What's the go with the GC these days?

Reimer Behrends behrends at gmail.com
Tue Jan 8 11:22:59 UTC 2019


On Tuesday, 8 January 2019 at 09:31:09 UTC, Márcio Martins wrote:
> Is the current implementation of simple MS not improvable in 
> any way?

I'd say it is. I've written up a small benchmark here:

https://gist.github.com/rbehrends/3d4ab87d34e79722272189abc68eee00

Options:

* D with its native GC, compiled with ldc 1.13.0.
* jemalloc, version 5.1.0.
* The Boehm GC, version 8.0.2 with sequential marking.
* The Boehm GC with parallel marking.
* The Boehm GC using incremental GC.
* The Boehm GC with explicit deallocation instead of GC.
* System malloc on macOS 10.12.6.

This is a version of the "binary trees" benchmark [1], as it was 
the one allocation-oriented benchmark readily available and 
easily portable between languages. Because it is a very 
specialized benchmark (it allocates a *lot* of small fixed-size 
objects), I'll caution against generalizing its results, but it 
can give us some insights all the same.

Here's a sample run with several GC options enabled, run on a 
2.6GHz Core i7 with four cores; code that doesn't do 
allocation/collection (i.e. checksum()) accounts for less than 
two seconds of runtime. Most actual tuned non-functional programs 
will spend only 10%-20% doing allocation and collection, so this 
is not terribly representative of real applications and 
exaggerates differences in performance.

$ make benchmark DEPTH=21
# D garbage collector
/usr/bin/time ./btree-d 21 >/dev/null
        34.24 real        33.96 user         0.21 sys
# jemalloc explicit malloc()/free()
/usr/bin/time ./btree-jemalloc 21 >/dev/null
        21.62 real        21.35 user         0.22 sys
# Boehm GC with four parallel marker threads
GC_MARKERS=4 /usr/bin/time ./btree-gc 21 >/dev/null
         9.39 real        12.02 user         0.18 sys
# Boehm GC with single-threaded marking
GC_MARKERS=1 /usr/bin/time ./btree-gc 21 >/dev/null
        11.42 real        11.34 user         0.06 sys
# Boehm GC with explicit deallocation
GC_MARKERS=1 /usr/bin/time ./btree-gc-free 21 >/dev/null
        13.12 real        13.05 user         0.05 sys
# Boehm GC with incremental collection (single-threaded)
/usr/bin/time ./btree-gc-inc 21 >/dev/null
        20.74 real        17.21 user         6.29 sys
# System malloc()/free()
/usr/bin/time ./btree-sysmalloc 21 >/dev/null
        67.73 real        66.97 user         0.74 sys

The fastest version is the parallel-mark version of the 
Boehm-Demers-Weiser GC, which beats out all the competitors. The 
rear is brought up by system malloc() (to nobody's surprise, 
standard malloc()/free() on a Mac is dog slow).

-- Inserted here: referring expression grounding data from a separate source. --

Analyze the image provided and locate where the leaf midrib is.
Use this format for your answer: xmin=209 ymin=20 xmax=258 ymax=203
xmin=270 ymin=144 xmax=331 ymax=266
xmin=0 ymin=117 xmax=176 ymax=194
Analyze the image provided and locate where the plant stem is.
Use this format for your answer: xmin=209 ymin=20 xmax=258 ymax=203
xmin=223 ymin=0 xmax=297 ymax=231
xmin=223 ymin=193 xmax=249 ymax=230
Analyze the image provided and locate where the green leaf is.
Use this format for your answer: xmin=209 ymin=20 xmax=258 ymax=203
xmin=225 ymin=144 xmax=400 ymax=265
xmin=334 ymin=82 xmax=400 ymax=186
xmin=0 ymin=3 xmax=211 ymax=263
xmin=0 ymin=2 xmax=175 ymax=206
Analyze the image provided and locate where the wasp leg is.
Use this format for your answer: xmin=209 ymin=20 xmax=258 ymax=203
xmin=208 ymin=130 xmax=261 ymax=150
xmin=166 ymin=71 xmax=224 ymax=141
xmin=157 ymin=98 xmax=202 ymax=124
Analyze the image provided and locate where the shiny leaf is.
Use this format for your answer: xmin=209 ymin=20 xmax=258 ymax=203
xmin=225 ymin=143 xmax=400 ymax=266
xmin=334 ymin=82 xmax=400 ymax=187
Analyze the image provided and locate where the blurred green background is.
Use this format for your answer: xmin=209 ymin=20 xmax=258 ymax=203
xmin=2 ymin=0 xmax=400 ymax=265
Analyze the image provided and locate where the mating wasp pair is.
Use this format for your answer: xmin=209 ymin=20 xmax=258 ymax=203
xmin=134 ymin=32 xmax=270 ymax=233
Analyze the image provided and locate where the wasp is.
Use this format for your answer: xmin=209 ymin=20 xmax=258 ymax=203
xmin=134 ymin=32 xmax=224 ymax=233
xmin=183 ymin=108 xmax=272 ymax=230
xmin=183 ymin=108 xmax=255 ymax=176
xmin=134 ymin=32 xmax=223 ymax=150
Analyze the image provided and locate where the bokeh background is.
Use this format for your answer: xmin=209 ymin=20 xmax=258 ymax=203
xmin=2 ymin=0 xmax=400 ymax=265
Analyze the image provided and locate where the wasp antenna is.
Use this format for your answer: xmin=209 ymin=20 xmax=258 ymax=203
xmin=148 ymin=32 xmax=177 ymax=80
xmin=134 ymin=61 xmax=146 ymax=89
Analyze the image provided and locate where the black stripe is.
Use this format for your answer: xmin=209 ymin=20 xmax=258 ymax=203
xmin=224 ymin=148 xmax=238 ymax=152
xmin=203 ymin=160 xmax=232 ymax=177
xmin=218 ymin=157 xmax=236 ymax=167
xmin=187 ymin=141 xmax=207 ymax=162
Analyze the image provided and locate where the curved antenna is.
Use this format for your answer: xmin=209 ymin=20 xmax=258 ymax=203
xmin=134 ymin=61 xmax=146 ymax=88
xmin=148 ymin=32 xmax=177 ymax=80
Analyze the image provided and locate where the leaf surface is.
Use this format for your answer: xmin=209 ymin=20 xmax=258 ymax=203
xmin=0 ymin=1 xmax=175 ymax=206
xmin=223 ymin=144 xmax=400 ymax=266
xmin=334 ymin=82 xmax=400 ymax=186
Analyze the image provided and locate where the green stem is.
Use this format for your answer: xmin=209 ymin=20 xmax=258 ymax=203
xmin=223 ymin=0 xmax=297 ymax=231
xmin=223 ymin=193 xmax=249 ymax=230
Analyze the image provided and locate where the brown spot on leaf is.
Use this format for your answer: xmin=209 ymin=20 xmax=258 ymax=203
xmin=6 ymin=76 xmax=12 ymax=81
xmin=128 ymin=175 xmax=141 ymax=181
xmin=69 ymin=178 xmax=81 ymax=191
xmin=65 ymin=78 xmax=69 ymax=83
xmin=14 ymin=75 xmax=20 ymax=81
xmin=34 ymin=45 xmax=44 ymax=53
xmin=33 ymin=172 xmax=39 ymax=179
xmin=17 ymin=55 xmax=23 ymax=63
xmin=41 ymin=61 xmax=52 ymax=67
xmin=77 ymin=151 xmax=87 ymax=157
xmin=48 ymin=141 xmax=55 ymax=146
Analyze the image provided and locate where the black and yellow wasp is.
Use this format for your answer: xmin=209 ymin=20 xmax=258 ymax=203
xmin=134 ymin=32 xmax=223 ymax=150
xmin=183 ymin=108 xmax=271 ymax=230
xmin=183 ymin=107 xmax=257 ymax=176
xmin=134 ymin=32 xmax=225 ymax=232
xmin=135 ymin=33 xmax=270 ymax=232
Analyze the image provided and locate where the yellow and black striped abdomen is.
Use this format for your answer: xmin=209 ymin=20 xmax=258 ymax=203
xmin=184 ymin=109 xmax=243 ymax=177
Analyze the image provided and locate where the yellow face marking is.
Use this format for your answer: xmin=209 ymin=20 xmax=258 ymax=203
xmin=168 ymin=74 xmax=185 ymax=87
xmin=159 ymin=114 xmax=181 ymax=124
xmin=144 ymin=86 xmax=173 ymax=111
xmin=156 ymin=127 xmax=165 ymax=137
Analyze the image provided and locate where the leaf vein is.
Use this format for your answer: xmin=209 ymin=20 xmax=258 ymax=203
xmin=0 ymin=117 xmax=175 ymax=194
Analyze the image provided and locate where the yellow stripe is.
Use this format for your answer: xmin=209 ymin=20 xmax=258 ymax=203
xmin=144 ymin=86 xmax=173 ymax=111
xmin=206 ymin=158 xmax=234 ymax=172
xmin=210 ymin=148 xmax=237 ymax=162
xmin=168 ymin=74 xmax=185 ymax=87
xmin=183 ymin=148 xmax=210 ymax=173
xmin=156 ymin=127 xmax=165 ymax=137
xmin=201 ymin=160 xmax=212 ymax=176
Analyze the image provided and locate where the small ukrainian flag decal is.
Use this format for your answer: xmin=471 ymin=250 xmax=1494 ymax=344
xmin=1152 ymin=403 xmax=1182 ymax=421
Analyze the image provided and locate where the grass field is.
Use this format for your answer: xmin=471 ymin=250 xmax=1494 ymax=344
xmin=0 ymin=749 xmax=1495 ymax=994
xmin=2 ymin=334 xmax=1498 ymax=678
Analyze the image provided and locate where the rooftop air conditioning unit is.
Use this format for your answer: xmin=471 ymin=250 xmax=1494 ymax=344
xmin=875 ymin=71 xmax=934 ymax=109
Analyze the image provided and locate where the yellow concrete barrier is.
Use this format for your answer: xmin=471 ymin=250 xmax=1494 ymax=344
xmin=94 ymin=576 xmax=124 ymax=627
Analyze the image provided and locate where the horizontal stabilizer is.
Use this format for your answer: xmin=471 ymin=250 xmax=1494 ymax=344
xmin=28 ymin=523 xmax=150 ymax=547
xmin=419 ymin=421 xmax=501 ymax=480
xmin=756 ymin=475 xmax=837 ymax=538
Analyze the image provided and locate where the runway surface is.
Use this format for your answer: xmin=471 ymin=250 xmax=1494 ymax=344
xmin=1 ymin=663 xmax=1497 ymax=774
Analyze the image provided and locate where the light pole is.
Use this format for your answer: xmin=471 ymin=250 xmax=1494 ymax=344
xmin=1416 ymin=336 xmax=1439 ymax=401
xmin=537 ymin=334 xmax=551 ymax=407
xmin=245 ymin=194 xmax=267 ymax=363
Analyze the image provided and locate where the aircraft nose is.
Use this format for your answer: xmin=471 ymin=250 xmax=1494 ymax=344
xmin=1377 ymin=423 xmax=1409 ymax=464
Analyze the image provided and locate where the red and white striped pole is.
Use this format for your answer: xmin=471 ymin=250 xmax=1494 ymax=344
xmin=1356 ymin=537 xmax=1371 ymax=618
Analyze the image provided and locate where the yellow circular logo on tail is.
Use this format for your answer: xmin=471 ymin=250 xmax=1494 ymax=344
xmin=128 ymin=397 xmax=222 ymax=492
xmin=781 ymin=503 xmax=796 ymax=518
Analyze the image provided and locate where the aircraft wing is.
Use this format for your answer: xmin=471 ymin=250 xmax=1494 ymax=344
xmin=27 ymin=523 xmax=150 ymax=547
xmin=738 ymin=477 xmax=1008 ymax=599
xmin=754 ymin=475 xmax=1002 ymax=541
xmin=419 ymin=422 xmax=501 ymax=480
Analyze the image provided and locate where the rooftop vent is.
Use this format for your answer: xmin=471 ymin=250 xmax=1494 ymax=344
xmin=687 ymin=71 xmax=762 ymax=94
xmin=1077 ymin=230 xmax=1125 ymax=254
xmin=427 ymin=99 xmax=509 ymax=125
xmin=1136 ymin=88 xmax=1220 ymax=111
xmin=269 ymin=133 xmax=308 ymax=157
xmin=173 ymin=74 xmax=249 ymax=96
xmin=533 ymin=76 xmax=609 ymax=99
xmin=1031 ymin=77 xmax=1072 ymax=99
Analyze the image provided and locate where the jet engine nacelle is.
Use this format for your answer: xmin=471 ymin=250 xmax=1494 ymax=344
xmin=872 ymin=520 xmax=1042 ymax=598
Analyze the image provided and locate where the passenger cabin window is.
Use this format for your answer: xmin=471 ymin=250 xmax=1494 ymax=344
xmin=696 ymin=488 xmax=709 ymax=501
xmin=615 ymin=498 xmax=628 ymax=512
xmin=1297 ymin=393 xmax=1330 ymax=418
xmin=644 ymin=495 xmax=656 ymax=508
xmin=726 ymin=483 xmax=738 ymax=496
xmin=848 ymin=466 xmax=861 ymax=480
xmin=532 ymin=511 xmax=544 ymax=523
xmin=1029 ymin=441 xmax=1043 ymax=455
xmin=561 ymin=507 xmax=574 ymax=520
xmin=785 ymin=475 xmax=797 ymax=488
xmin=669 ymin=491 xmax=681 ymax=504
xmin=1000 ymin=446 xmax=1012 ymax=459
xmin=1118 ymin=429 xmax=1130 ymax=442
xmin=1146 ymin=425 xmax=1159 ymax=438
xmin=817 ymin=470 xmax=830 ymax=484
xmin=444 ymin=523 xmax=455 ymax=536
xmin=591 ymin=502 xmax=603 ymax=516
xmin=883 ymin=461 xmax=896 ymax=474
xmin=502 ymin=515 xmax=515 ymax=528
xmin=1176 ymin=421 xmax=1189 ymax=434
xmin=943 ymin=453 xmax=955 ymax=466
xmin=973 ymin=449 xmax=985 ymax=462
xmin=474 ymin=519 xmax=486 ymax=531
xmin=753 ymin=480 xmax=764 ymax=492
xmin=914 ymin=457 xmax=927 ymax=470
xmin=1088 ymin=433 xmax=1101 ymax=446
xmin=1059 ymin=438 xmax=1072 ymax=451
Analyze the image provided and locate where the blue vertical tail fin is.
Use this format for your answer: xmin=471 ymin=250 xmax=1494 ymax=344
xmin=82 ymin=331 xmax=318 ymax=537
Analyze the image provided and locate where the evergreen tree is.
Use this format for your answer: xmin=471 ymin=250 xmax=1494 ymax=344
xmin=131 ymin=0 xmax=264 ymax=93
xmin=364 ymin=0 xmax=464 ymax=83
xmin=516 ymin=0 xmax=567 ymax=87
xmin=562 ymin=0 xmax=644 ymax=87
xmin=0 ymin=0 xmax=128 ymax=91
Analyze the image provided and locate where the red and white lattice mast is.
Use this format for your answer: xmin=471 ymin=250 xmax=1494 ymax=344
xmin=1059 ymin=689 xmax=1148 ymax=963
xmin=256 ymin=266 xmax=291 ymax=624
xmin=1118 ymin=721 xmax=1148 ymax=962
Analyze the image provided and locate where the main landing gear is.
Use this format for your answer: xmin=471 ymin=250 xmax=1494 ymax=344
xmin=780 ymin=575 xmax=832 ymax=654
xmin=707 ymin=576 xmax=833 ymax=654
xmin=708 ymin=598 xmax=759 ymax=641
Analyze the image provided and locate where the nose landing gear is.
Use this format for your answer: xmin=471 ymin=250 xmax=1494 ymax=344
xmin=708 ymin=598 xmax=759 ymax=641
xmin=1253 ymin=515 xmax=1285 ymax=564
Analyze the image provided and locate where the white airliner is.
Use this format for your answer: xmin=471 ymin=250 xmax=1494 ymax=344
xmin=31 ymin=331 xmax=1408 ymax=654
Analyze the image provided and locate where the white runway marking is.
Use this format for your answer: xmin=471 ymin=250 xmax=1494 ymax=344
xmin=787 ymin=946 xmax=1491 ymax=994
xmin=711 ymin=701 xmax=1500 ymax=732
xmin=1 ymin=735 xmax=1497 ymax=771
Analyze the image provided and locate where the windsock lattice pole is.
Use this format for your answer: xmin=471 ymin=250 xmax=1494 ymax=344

The Boehm GC benchmarks are run with interior pointers disabled 
in order to prevent extra padding for the small objects that 
would blow up the heap size, but even with interior pointers 
enabled, the relative performance doesn't change all that much; 
the single-threaded run clocks in at around 16 seconds instead, 
still twice as fast as the D GC, and the version with parallel 
marking finishes in around 13 seconds. It is worth noting that 
the Boehm GC still does go through all the conservative marking 
machinery and does check interior pointers from the stack 
regardless, so a precise or semi-precise collector may still be 
able to gain additional performance.

Parallel marking gives us a noticeable speedup in wall clock time 
and a really big one in GC pauses (not displayed here) at the 
expense of using more CPU time.

Incremental collection is super expensive in comparison, due to 
the cost of mprotect(), for code that technically would not 
require write barriers. It still is on par with jemalloc() for 
throughput.

In terms of GC pause times, we get the following for the Boehm GC:

$ time GC_MARKERS=4 ./btree-gc 23 | tail -5
       88 collections
    0.056 seconds/collection
    0.080 max seconds/collection
      818 MB heap size
      306 MB free bytes

This is again with parallel marking (four marker threads) and 
using a larger heap. The collection times are wall clock times, 
based on gettimeofday(). Note that most heaps will contain at 
least some non-pointer data, ours is almost 100% pointers. With 
single-threaded marking, the maximum collection time more than 
triples to nearly .3 seconds.

As an interesting aside, the maximum pause time for explicitly 
deleting trees in the benchmark is much larger than the GC pause 
time (nearly a second for jemalloc()) and would remain larger 
even if the delete tree operation were parallelized. This is a 
good reminder that cascading deletes in RAII can also be 
problematic for pause times and generally require tradeoffs 
(deferred/concurrent deletion, sacrificing timely destructor 
calls) in order to work in real time systems.